Although pulmonary hypertension (PH) and interstitial lung disease (ILD) are major contributors to mortality in patients with connective tissue disease (CTD), data on concomitant PH specifically in those with CTD-associated ILD (CTD-ILD) remain limited. We aimed to identify predictors for PH development in CTD-ILD patients, and assess their impact on survival in this population.

Method

This retrospective observational study included 224 patients with CTD-ILD, confirmed through multidisciplinary discussion, including patients with inflammatory myopathy-associated ILD (IIM-ILD, n = 88), systemic sclerosis-associated ILD (SSc-ILD, n = 57), rheumatoid arthritis-associated ILD (RA-ILD, n = 55), and primary Sjögren’s syndrome-associated ILD (pSS-ILD, n = 24). PH was diagnosed using right heart catheterization (RHC) or, in patients unable to undergo RHC, by transthoracic echocardiography. Autoantibodies related to IIM and SSc were assessed using Euroimmun immunoblot assays.

Results

Among CTD-ILD patients, 28 (12.5%) had concomitant PH: SSc-ILD (21.1%), IIM-ILD (13.6%), RA-ILD (5.5%), and pSS-ILD (4.2%).
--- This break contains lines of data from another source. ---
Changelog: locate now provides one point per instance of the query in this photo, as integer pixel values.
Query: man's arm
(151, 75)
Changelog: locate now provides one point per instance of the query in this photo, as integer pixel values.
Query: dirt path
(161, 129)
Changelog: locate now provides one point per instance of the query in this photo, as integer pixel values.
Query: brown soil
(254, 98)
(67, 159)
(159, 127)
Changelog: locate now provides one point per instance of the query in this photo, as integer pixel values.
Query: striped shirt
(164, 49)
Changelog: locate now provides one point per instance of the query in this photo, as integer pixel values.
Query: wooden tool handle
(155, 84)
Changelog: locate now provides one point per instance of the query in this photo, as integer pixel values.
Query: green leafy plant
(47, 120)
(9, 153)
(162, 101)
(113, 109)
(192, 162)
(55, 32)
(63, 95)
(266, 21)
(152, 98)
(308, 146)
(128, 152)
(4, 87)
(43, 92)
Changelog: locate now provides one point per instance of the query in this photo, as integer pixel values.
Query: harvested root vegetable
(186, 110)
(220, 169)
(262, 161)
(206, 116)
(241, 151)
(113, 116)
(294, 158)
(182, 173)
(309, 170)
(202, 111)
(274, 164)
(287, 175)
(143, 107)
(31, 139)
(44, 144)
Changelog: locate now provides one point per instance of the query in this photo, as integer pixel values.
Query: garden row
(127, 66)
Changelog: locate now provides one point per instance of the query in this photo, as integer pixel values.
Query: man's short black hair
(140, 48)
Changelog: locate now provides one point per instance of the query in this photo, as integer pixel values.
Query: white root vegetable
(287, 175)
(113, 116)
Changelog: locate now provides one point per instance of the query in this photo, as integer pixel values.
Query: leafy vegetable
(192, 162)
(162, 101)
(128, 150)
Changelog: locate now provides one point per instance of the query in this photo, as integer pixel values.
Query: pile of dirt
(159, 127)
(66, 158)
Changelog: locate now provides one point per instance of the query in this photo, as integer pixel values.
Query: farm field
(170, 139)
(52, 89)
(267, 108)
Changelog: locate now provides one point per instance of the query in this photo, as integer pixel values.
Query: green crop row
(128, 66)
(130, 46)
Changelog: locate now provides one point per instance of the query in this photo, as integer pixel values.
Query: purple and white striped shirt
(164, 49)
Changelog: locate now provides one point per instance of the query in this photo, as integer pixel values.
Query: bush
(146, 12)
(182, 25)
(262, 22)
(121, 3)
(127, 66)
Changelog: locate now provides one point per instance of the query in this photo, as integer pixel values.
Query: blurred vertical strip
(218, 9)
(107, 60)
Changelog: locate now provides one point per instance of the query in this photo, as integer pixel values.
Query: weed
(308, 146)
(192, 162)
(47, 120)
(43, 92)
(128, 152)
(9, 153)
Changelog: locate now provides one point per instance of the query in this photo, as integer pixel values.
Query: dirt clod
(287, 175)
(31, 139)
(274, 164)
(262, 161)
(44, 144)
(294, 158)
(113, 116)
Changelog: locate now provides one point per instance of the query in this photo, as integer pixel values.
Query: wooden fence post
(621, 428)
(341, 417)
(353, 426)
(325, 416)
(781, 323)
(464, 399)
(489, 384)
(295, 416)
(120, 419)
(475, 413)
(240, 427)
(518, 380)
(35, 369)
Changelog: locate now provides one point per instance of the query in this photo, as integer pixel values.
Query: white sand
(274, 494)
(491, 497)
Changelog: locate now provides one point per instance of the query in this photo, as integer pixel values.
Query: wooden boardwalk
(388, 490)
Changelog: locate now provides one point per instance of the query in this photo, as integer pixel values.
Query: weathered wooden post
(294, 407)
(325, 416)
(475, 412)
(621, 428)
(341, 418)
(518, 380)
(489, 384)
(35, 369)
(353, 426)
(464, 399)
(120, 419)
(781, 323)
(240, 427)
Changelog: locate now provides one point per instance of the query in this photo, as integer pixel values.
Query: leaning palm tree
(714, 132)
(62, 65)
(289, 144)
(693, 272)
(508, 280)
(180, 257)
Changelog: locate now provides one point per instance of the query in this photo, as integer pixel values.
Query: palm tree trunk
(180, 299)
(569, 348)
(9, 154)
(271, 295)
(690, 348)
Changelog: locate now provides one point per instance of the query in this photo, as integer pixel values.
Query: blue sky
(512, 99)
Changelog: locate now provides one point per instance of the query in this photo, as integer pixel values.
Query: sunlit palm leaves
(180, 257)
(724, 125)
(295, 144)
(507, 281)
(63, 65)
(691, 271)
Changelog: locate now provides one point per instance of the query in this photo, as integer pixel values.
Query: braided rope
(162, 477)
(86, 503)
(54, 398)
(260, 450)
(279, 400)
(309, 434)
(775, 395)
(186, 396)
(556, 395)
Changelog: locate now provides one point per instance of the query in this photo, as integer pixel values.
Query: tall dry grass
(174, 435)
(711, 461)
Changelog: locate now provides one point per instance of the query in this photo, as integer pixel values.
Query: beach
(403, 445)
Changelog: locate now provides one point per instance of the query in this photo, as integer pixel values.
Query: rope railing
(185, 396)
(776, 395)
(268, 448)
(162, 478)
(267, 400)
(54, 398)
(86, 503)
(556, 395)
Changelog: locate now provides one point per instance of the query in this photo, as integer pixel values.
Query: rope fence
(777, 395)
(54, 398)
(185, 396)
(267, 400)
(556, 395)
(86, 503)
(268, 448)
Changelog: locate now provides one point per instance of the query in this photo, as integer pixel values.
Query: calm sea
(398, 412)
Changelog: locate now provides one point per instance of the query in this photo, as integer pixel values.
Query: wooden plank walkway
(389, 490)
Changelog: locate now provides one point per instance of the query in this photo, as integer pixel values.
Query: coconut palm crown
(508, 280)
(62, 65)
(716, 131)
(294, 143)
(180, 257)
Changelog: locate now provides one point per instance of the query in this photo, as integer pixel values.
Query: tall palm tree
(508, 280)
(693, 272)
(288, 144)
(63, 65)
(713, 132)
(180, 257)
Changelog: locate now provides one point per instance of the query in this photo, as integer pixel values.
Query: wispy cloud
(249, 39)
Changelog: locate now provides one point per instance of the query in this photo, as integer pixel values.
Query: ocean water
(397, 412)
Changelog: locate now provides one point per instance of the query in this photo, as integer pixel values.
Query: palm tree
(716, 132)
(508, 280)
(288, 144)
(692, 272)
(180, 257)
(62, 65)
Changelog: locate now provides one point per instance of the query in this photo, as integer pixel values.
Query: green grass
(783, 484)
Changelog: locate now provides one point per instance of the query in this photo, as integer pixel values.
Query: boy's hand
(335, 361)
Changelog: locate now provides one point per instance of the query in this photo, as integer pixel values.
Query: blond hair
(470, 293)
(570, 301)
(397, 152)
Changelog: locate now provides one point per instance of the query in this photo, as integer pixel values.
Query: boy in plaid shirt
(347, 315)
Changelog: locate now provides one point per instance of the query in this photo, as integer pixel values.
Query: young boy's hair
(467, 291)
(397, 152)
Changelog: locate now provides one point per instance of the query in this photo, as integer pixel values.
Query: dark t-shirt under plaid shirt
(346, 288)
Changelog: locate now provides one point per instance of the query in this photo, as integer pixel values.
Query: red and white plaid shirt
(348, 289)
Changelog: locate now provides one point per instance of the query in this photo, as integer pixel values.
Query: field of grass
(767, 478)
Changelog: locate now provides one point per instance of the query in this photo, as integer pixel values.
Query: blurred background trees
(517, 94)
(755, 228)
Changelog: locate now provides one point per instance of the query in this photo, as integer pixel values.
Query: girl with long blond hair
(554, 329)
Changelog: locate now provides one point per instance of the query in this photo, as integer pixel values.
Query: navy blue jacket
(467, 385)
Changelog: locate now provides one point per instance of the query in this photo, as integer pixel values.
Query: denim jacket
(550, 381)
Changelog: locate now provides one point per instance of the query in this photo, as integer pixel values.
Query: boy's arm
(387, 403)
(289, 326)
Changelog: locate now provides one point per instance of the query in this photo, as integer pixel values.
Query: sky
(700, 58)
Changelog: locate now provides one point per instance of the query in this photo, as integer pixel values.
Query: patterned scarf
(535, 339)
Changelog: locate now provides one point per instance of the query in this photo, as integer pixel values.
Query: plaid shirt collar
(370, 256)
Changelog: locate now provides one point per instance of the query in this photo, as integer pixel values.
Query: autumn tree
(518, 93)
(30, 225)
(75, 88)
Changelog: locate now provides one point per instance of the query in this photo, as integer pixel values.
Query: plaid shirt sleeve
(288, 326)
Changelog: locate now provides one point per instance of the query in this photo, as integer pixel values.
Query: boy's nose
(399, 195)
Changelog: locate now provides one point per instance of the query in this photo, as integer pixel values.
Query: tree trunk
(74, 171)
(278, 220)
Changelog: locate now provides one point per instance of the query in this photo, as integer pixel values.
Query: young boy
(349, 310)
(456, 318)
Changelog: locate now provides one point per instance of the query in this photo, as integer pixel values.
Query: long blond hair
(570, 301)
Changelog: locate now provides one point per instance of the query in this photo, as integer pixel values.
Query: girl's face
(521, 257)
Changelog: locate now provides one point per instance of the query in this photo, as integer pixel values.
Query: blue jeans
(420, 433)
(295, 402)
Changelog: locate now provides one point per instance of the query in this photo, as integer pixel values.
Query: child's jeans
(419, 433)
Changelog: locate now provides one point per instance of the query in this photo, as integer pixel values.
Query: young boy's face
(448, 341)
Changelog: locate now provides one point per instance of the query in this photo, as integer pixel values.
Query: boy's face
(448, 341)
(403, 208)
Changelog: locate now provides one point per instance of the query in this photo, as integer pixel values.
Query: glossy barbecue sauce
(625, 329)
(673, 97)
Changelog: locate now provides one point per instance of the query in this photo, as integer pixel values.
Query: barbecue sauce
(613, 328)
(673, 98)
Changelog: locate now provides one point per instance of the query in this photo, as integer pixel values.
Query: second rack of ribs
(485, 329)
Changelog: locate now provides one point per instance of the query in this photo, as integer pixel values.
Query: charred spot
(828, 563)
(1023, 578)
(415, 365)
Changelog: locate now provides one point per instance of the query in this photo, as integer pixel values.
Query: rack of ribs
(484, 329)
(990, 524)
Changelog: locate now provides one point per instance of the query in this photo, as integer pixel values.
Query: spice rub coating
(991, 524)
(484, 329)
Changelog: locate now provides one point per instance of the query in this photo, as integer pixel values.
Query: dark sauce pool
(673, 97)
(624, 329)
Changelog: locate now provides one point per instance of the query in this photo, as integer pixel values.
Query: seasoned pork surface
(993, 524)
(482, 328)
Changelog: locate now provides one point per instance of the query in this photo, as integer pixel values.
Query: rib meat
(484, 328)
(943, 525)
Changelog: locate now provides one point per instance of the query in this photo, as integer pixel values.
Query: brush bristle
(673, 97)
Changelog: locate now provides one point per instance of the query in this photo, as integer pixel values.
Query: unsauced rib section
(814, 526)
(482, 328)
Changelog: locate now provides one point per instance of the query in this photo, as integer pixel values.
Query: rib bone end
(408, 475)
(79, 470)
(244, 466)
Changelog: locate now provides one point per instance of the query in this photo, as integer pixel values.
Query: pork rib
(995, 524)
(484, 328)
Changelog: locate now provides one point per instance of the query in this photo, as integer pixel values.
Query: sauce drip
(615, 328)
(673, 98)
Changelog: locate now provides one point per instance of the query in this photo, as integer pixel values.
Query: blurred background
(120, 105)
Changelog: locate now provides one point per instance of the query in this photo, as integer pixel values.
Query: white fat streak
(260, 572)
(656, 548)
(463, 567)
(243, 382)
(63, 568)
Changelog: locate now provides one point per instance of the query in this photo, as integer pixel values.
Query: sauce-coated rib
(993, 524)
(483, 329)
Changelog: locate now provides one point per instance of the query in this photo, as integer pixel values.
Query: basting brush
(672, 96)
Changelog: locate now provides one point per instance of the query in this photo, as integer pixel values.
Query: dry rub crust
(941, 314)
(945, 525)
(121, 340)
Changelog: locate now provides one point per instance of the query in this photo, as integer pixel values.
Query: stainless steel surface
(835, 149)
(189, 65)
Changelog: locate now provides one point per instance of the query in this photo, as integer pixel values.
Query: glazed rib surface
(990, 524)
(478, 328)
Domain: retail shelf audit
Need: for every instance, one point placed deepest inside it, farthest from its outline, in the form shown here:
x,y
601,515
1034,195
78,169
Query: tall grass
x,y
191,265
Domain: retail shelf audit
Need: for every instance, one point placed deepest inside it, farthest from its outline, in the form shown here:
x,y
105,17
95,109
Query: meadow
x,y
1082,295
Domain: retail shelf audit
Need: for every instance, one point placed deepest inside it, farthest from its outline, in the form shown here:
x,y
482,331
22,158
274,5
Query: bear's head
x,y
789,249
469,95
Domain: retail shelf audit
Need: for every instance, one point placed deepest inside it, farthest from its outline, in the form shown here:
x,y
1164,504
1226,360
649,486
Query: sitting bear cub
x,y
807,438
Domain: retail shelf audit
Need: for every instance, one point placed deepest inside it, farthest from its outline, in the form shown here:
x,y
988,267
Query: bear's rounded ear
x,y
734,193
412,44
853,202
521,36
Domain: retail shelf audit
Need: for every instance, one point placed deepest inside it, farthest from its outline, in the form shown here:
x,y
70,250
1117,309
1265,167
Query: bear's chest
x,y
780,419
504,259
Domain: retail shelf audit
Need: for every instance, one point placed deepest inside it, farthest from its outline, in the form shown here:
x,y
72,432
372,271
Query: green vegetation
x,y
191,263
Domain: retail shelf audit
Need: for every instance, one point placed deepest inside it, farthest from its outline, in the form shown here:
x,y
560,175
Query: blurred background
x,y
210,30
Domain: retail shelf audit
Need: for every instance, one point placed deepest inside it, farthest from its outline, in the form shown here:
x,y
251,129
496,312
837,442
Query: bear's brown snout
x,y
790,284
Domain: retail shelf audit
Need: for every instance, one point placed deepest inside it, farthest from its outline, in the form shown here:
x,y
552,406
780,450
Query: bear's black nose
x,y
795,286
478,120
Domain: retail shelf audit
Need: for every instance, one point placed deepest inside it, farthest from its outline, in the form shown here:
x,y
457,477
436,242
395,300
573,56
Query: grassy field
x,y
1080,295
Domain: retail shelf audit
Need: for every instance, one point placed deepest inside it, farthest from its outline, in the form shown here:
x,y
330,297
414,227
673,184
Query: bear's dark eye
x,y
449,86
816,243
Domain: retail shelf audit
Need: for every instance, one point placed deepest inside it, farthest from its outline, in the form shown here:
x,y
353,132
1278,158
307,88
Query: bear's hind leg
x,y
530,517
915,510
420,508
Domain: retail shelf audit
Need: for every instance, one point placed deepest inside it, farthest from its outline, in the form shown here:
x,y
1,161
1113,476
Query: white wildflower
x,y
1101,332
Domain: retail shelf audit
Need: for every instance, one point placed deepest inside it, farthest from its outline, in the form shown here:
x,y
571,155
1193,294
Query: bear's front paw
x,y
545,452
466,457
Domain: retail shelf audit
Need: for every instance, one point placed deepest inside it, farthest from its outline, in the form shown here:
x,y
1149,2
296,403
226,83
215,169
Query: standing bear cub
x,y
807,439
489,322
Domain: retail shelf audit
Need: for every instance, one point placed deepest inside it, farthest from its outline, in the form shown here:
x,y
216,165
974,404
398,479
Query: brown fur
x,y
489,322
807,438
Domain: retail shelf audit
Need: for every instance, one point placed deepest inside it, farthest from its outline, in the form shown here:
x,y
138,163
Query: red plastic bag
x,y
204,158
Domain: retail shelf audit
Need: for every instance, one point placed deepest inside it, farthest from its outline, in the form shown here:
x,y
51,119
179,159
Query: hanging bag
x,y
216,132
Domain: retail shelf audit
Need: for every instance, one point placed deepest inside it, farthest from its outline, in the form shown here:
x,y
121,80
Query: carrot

Multivariate regression analysis revealed CTD duration, exertional dyspnea, nonspecific interstitial pneumonitis in HRCT, ANA-speckled pattern, anti-Ro52/SSA positivity, and anti-fibrotic agents were significant predictors of concomitant PH in overall CTD-ILD patients (all p < 0.05), and only anti-Ro52/SSA positivity is still a significant predictor in SSc-ILD/IIM-ILD subtypes. Anti-Ro52/SSA antibody positivity could predict PH emergence with AUC 0.64, specificity 75.4%, accuracy 72.3%, and negative predictive value 91.3% in CTD-ILD patients. Furthermore, CTD-ILD patients with PH and anti-Ro52/SSA positivity had higher mortality rates and shorter survival than those without PH or these autoantibodies.

Conclusion

Anti-Ro52/SSA antibody positivity may serve as a promising predictor of PH development and poorer survival in patients with CTD-ILD.

Key Points

Pulmonary hypertension (PH) was identified in 12.5% of patients with CTD-ILD, with the highest prevalence in systemic sclerosis–ILD and inflammatory myopathy–ILD.

Anti-Ro52/SSA antibody positivity was independently associated with concomitant PH in CTD-ILD and remained significant in the SSc-ILD/IIM-ILD subgroup.

PH and anti-Ro52/SSA positivity were each associated with worse survival in CTD-ILD, supporting a potential role for anti-Ro52/SSA in risk stratification.